TE OGH 1978/8/3 12Os77/78

JUSLINE Entscheidung

Veröffentlicht am 03.08.1978
beobachten
merken

Kopf

Der Oberste Gerichtshof hat am 3. August l978

unter dem Vorsitz des Senatspräsidenten des Obersten Gerichtshofes Dr. Breycha in Gegenwart der Hofräte des Obersten Gerichtshofes Dr. Keller, Dr. Kral, Dr. Schneider und Dr. Steininger als Richter sowie des Richteramtsanwärters Dr. Seidl als Schriftführer in der Strafsache gegen Heinz A wegen des Vergehens der Nötigung zur Unzucht nach dem § 204 Abs 1 StGB über die von der Staatsanwaltschaft und vom Angeklagten gegen das Urteil des Landesgerichtes Innsbruck als Schöffengericht vom 6. Oktober l977, GZ 27 Vr 748/77-l7, erhobenen Berufungen nach öffentlicher Verhandlung, nach Anhörung des Vortrages des Berichterstatters, Hofrat des Obersten Gerichtshofes Dr. Schneider, der Ausführungen des Verteidigers Dr. Gunther Gahleitner, und der Ausführungen des Vertreters der Generalprokuratur, Generalanwalt Dr. Stöger, zu Recht erkannt:

Spruch

Der Berufung des Angeklagten wird Folge gegeben und über den Angeklagten in Anwendung des § 37 Abs 1 StGB eine Geldstrafe von 360 Tagessätzen verhängt.

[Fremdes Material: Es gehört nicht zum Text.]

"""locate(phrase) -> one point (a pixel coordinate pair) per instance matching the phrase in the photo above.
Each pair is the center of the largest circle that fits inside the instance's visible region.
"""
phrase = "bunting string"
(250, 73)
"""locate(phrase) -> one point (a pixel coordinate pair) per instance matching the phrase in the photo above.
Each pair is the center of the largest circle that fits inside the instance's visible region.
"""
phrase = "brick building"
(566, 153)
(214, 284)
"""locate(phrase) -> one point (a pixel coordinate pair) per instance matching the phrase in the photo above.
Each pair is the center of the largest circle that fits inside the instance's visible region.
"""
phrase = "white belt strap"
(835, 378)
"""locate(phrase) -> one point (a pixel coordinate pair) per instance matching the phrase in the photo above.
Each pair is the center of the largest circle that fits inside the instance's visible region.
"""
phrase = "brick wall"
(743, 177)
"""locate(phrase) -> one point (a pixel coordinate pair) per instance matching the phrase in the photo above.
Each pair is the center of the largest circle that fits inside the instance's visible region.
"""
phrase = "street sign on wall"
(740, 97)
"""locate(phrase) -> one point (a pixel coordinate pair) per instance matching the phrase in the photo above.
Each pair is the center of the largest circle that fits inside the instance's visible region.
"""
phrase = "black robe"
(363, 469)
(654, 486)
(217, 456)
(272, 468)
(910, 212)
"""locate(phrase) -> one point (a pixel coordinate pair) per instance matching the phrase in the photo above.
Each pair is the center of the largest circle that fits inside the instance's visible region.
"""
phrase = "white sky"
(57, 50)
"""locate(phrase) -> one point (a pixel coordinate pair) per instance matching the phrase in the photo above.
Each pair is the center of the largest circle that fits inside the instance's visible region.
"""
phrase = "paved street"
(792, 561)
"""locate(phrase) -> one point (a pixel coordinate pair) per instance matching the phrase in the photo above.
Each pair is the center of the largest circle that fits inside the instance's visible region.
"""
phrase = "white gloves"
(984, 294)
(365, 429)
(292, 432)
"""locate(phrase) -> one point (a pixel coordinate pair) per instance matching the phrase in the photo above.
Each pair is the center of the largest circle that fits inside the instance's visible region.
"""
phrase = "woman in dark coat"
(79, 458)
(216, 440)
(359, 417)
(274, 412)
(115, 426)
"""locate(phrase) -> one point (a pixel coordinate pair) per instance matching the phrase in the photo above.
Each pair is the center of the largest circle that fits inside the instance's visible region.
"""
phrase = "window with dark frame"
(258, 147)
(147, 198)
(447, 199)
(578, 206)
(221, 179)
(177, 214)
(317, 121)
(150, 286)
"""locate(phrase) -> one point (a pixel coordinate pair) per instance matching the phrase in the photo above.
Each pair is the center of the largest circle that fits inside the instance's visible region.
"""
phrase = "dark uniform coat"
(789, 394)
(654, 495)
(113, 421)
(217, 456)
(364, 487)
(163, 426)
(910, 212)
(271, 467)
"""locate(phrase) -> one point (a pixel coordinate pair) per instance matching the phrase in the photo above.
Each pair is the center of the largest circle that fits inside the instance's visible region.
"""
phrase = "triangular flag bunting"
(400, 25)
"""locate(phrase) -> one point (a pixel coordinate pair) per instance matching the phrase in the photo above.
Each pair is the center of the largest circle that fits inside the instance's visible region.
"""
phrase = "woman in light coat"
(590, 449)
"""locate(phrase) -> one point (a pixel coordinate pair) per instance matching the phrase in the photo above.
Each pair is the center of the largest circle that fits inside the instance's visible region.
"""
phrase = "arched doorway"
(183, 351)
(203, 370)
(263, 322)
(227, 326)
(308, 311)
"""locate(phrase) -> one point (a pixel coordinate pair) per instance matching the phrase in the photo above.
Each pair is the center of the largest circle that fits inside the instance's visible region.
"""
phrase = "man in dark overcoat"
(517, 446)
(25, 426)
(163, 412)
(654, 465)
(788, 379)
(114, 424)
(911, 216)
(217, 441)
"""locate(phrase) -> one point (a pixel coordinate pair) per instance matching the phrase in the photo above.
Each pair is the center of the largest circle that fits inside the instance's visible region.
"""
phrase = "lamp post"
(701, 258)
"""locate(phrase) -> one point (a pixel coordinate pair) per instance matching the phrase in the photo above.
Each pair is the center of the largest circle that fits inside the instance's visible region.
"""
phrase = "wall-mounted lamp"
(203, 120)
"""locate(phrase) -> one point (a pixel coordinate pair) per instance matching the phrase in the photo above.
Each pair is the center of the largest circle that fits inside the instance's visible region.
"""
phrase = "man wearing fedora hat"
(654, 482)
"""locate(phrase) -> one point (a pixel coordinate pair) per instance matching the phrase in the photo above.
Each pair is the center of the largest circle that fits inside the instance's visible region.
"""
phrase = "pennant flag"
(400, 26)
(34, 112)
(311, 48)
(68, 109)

Der Tagessatz wird mit S l00,-- bemessen.

Für den Fall der Uneinbringlichkeit der Geldstrafe wird eine Ersatzfreiheitsstrafe von l80 Tagen festgesetzt.

Die Staatsanwaltschaft wird mit ihrer Berufung auf diese Entscheidung verwiesen.

Gemäß dem § 390 a StPO fallen dem Angeklagten auch die Kosten des Rechtsmittelverfahrens zur Last.

Text

Gründe:

Mit dem angefochtenen Urteil wurde der am l4. März l937 geborene Büromaschinenmechanikermeister Heinz A des Vergehens der Nötigung zur Unzucht nach dem § 204 Abs 1 StGB schuldig erkannt, weil er am 2. September l976 die in seinen PKW zugestiegene Verena B durch gefährliche Drohung, nämlich die öußerung, es werde ihr etwas passieren, wenn sie nicht tue, was er wolle, wobei er die Hand zum Schlage erhoben habe, zur Unzucht, und zwar zum Reiben seines Geschlechtsteiles bis zum Samenerguß, nötigte.

Das Schöffengericht verhängte hiefür nach dem § 204 Abs 1 StGB eine Freiheitsstrafe in der Dauer von acht Monaten. Gemäß dem § 43 Abs 1 StGB wurde die Strafe unter Setzung einer Probezeit von drei Jahren bedingt nachgesehen. Das Erstgericht nahm als erschwerend die (auf der gleichen schädlichen Neigung beruhenden vier) Vorstrafen (wegen §§ 99 und 4ll StG), hingegen als mildernd das Tatsachengeständnis (im Sinne eines wesentlichen Beitrages zur Wahrheitsfindung) und das vorausgegangene (etwas sorglose) Verhalten der Verena B an. Dieses Urteil focht der Angeklagte mit Nichtigkeitsbeschwerde und Berufung an, die Staatsanwaltschaft mit Berufung.

Rechtliche Beurteilung

Die Nichtigkeitsbeschwerde wurde bereits mit dem Beschluß des Obersten Gerichtshofes vom 26. Juni l978, GZ l2 Os 77/78-6, in nichtöffentlicher Beratung zurückgewiesen. Gegenstand des Gerichtstages waren demnach die beiderseitigen Berufungen. Während die Staatsanwaltschaft unter Hinweis auf die Vorstrafen des Angeklagten und den Unrechtsgehalt der Tat eine Erhöhung der Freiheitsstrafe und die Ausscheidung des Ausspruches über die Gewährung der bedingten Strafnachsicht anstrebt, begehrt der Angeklagte die 'wesentliche' Herabsetzung der Freiheitsstrafe. Er vertritt dazu die Meinung, daß der Inhalt der drohenden öußerung und die damit verbundene Geste der Tat nur einen geringen Unrechtsgehalt verleihen.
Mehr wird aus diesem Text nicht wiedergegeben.